Topik ini berisi pembahasan tentang
masalah keimanan dan pengkajian kembali dalam masalah tersebut. Sebagian
aspek keimanan mendapat perhatian dan pengkajian yang begitu intensif,
sehingga mudah didapat di tengah masyarakat. Aspek yang akan dikaji dalam
tulisan ini adalah aspek kejiwaan dan nilai. Aspek ini belum mendapat
perhatian seperti perhatian terhadap aspek lainnya. Kecintaan kepada Allah,
ikhlas beramal hanya karena Allah, serta mengabdikan diri dan tawakal
sepenuhnya kepada-Nya, merupakan nilai keutamaan yang perlu diperhatikan
dan harus diutamakan dalam menyempurnakan cabang-cabang keimanan.
Sesungguhnya amalan lahiriah berupa ibadah mahdhah dan muamalah
tidak akan mencapai kesempurnaan, kecuali jika didasari dan diramu dengan
nilai keutamaan tersebut.
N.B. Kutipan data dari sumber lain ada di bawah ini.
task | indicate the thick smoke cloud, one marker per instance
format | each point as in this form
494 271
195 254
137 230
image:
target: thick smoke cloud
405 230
Sebab nilai-nilai tersebut senantiasa mengalir
dalam hati dan tertuang dalam setiap gerak serta perilaku keseharian.
Pendidikan modern telah mempengaruhi peserta didik dari berbagai arah
dan pengaruhnya telah sedemikian rupa merasuki jiwa generasi penerus. Jika
tidak pandai membina jiwa generasi mendatang, “dengan menanamkan
nilai-nilai keimanan dalam nalar pikir dan akal budi mereka”, maka mereka
tidak akan selamat dari pengaruh negatif pendidikan modern. Mungkin mereka
merasa ada yang kurang dalam sisi spiritualitasnya dan berusaha
menyempurnakan dari sumber-sumber lain. Bila ini terjadi, maka perlu segera
diambil tindakan, agar pintu spiritualitas yang terbuka tidak diisi oleh
ajaran lain yang bukan berasal dari ajaran spiritualitas Islam.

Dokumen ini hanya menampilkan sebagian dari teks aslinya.